The blood drained from her face, her head becoming so light that she could barely stand. Kelly Rafferty. Him.

She turned around, afraid to see him, and saw the brute, older. He had the same leering expression as he devoured her with his green eyes. His long red hair hung around his shoulders and he was naked.

“You,” she said, gasping out the word and wondering if he was like Flynn, a ghostly visage, not real. She had to admit he looked damn real.

“Who hit you?” he said darkly, his gaze focusing on her bruised cheek as if he wanted to kill the bastard himself. He was the only one allowed to beat on her.

She reached up to touch her bruised face but stilled her hand.

He couldn’t be real.

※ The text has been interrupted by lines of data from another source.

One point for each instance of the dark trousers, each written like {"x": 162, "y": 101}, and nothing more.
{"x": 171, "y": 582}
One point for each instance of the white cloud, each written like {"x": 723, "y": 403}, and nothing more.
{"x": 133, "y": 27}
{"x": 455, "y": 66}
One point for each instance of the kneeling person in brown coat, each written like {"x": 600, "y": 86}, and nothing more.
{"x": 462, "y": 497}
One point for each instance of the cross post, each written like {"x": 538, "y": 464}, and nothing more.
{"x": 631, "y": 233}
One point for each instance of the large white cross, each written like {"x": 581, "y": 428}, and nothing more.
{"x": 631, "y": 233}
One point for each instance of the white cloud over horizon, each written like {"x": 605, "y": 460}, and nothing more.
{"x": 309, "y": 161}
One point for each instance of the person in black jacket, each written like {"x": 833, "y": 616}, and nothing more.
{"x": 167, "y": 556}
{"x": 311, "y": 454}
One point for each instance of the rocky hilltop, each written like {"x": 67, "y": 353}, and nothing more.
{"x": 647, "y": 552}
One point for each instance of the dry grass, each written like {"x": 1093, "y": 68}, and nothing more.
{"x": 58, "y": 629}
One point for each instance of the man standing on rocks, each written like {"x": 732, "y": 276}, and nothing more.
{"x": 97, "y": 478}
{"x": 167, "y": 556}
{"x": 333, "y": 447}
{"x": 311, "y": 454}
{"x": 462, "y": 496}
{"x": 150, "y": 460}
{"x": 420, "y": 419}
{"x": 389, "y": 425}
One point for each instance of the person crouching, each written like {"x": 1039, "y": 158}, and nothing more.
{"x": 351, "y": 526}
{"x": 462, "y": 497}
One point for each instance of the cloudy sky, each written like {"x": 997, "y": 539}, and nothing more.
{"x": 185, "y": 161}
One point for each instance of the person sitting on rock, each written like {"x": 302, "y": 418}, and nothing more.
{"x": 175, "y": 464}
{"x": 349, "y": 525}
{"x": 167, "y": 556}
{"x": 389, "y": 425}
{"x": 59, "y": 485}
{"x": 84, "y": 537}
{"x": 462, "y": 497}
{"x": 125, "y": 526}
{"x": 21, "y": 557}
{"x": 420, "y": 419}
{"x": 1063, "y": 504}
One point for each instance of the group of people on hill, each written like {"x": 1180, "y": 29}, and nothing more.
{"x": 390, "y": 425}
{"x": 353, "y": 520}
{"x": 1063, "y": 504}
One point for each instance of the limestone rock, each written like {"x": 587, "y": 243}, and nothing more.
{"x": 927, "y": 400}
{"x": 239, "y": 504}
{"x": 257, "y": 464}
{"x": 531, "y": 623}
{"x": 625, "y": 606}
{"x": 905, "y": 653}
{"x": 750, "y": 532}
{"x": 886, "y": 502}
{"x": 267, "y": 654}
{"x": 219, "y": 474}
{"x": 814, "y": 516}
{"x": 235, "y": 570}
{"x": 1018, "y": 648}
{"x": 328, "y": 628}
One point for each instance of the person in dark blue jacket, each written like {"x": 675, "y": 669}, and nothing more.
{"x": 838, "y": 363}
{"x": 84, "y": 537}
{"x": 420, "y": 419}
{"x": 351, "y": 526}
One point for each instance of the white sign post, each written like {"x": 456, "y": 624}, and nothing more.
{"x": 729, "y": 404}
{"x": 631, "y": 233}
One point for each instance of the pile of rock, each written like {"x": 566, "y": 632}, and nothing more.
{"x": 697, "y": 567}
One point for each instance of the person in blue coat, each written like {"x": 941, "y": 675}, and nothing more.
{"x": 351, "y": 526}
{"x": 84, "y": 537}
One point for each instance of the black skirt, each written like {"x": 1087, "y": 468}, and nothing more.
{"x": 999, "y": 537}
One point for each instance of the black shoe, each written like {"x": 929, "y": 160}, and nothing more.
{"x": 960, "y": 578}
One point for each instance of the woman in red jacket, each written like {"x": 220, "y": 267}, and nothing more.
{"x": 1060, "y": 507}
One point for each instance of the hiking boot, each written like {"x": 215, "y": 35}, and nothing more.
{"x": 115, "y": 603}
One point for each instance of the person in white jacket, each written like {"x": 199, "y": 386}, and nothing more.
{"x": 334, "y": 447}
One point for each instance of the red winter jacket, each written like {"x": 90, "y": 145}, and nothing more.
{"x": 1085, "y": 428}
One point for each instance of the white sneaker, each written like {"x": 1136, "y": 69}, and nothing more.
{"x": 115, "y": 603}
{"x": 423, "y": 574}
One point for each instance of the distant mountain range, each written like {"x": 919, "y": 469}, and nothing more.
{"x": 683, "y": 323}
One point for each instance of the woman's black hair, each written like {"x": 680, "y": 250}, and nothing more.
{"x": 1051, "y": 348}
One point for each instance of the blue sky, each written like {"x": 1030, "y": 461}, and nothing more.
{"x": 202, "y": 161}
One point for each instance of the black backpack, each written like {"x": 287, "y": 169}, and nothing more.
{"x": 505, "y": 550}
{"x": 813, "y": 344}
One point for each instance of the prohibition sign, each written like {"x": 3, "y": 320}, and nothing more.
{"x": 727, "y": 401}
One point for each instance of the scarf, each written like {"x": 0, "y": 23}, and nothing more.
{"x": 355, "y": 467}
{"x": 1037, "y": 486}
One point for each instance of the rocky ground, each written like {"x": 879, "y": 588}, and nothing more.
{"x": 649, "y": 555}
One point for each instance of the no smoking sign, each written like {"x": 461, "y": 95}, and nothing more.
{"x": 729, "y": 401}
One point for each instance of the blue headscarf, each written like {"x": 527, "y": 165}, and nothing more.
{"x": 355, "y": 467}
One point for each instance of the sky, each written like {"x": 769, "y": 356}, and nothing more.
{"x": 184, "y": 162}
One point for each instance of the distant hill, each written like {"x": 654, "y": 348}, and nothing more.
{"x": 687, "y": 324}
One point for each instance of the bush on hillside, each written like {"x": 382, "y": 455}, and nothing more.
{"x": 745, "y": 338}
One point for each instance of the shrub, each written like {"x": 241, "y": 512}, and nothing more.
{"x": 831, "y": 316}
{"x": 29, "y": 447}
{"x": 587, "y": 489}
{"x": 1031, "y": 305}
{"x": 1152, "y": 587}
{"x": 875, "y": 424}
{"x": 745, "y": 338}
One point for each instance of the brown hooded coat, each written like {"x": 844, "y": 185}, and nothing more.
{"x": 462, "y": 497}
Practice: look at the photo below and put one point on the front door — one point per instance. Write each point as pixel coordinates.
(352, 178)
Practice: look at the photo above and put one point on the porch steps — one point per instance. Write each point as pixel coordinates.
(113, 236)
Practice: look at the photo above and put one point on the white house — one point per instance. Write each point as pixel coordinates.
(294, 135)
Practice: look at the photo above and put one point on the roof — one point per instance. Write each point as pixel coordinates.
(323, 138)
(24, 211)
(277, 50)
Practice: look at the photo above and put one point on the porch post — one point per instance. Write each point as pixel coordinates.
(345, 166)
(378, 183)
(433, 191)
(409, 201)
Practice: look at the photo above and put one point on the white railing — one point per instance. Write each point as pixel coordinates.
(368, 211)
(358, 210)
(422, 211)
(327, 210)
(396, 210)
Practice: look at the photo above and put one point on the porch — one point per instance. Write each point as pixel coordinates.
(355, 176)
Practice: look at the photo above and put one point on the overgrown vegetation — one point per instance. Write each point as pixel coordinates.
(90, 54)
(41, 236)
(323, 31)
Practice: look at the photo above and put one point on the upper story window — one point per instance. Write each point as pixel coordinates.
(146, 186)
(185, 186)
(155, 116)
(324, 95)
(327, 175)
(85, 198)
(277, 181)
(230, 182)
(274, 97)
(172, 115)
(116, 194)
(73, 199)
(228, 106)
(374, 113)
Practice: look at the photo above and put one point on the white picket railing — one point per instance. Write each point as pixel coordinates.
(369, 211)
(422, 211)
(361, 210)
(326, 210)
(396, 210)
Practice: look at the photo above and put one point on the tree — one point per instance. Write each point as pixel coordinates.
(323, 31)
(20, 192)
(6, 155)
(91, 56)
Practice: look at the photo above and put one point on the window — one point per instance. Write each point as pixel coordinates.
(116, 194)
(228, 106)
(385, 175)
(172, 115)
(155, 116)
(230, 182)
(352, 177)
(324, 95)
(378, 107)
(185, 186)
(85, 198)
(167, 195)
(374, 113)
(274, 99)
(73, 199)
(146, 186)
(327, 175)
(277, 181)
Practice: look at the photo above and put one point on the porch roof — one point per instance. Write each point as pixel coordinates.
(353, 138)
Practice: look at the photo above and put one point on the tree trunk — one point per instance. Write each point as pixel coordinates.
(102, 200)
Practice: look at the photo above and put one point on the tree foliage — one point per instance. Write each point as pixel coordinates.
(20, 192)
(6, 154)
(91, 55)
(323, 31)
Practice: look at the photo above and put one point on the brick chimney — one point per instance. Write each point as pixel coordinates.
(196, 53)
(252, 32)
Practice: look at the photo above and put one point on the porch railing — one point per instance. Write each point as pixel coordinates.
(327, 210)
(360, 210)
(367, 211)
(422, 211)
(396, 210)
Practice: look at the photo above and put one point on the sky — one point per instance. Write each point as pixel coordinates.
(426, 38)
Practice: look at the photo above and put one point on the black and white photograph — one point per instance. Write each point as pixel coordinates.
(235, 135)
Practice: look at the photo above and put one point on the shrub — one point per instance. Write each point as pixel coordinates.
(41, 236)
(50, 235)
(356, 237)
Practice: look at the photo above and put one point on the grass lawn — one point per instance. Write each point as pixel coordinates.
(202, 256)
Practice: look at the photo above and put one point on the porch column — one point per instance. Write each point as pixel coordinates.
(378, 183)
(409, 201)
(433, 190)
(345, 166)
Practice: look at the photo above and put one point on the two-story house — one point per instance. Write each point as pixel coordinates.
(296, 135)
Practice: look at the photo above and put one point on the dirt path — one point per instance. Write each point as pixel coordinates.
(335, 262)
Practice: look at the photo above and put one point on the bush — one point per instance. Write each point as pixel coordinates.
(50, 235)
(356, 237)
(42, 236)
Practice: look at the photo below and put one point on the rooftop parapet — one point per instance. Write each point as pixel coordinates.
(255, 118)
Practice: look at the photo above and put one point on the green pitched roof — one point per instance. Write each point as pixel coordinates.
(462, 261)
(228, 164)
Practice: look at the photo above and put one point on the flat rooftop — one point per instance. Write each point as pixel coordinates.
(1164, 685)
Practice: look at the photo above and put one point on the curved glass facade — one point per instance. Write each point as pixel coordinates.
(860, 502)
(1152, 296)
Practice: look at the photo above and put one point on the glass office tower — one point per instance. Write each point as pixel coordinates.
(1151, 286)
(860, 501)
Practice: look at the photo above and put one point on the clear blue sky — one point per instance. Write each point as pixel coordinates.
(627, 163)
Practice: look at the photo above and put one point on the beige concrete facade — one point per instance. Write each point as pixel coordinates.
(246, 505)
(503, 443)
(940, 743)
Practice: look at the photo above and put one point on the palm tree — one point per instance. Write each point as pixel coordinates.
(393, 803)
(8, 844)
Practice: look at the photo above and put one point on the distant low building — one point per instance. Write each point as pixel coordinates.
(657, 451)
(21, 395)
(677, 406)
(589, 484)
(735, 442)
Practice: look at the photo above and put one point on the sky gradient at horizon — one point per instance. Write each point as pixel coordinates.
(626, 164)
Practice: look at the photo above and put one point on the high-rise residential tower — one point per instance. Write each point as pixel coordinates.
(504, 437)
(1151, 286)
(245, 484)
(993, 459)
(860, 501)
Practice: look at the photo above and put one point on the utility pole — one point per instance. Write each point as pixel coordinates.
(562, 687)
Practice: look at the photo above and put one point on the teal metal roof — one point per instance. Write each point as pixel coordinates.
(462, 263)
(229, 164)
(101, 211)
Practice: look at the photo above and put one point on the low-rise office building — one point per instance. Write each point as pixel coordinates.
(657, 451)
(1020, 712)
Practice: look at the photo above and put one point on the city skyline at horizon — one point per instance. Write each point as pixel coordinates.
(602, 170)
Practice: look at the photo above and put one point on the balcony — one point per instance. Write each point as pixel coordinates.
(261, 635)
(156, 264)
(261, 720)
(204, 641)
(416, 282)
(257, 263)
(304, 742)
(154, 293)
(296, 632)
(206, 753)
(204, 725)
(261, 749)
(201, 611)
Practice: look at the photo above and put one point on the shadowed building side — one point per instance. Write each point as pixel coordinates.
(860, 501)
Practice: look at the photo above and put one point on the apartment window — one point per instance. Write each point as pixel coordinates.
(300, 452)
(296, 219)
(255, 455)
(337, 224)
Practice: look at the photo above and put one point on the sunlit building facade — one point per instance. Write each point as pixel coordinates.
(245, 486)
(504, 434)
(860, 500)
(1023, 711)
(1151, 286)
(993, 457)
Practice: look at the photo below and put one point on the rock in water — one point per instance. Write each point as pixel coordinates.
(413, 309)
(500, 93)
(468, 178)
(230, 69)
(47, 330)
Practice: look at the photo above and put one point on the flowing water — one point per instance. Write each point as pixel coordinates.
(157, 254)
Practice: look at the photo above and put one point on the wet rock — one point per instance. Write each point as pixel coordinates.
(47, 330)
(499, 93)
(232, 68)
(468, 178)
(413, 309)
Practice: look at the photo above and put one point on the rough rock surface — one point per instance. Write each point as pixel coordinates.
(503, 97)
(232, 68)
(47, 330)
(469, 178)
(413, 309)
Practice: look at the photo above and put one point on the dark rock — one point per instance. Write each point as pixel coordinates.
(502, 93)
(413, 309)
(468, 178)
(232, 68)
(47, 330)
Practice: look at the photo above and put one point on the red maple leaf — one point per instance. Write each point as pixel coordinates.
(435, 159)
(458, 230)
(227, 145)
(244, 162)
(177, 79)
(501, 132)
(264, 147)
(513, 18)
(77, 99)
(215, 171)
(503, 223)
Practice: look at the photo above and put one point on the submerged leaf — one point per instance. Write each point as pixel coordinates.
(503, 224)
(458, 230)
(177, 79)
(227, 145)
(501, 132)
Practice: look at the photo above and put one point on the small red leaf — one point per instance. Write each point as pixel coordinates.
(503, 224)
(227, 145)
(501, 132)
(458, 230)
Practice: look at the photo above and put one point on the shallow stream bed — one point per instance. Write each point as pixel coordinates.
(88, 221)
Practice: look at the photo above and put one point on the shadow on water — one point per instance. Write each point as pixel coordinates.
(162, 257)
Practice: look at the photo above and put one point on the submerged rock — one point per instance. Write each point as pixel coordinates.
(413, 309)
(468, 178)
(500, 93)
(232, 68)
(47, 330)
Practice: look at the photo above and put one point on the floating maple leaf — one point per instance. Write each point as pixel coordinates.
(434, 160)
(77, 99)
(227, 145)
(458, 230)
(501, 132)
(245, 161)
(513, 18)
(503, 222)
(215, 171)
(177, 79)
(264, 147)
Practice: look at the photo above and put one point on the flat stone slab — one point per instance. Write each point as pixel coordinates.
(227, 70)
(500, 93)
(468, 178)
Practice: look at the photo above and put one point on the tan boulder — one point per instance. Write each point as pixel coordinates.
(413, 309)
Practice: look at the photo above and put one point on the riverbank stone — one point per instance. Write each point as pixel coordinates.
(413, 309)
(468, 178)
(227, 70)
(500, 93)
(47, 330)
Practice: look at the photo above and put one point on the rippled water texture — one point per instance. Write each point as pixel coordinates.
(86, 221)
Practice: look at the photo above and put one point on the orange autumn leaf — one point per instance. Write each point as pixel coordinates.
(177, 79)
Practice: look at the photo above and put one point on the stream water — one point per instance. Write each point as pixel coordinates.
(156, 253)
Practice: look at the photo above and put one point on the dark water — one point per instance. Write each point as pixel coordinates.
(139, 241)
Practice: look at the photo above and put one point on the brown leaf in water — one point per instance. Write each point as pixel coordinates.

She couldn’t be mated to two wolves. She wanted to die. She probably would be dead as soon as Kelly knew she’d taken Cearnach as her mate. No, he’d want to keep her, abuse her, ensure she knew she was his property forever.

I am the treasure you are seeking,” he said again as he moved toward her, and she realized that he must have slipped around the back of the kennels as a wolf while everyone else was a distraction. “You are mine.”

No, no, no. She hadn’t been his for centuries.

“You’re dead,” she said, her voice a whisper.

She couldn’t seem to catch her breath, to react. She’d feared and hated this man for the year they’d been together. She’d wanted to escape him, free herself from her bond to him. Every time he’d struck her, she’d wanted to fight back and kill him.

She’d known beyond a doubt, with all the passing years, that he was dead.

He had to be dead.

He smiled, the look so sinister that she knew he’d take a belt to her again, break her jaw, beat her until she barely lived. She wouldn’t let him this time. She wouldn’t let him beat her ever again.

“Why come for me now?” She backed toward the locked door, her legs wobbly from the shock of seeing him, her thoughts in turmoil as she tried to recall anything that would have clued her in that he had always been alive.

“I killed the last of my crew that had left me for dead,” he said, standing still, not drawing any closer now.

“No, no,” she said, recalling the words of one of his men who had come for her. “Your crew said that your quartermaster murdered you because you cheated him. After he killed you, they left him for dead because of what he’d done to you. He’d betrayed you. Not them.”

A sinister light glowed in his eyes. “My quartermaster? So they thought to make you feel they were justified in killing Terrance? He’d punished them for infractions on the ship, and the men wanted him dead also. They quickly turned on both of us, knowing that if one lived, the survivor would make them pay for their traitorous deeds. Which I did anyway. I never cheated my quartermaster out of his fair share of the treasure. He was worth his weight in gold to me.”

Despite his apparent fondness for Terrance, Rafferty was a cold-blooded murderer, a pirate, a thief, a demon. So were his men. Cutthroats, every last one of them.

The only good she’d seen in Rafferty was that he’d loved his father, as much as he could love anyone. The drunken, whoring man had drowned himself accidentally after going on a drinking binge while Rafferty was away at sea. It was the only time she’d ever seen Kelly’s eyes moisten with tears. Yet he’d quickly hidden his feelings behind a mask of indifference, swearing that his father’s love of whisky had been his undoing.

“I hired men to watch you for years. Ever wonder why all those beta wolves who’d expressed an interest in you suddenly just… vanished?” he said, breaking into her thoughts, his tone cold and imperious.

Her stomach fell. He was crazed with vengeance and willing to murder.

“You… killed my suitors,” she whispered, barely able to get the words out. “You were dead,” she said again. “Your men told me so. You never returned to dispute their claim.”

Innocent. The men who had courted her had been innocent of any crime. She’d never suspected they’d been murdered. Just disappeared from her life. She’d always believed they had chickened out, been afraid to take up with an alpha.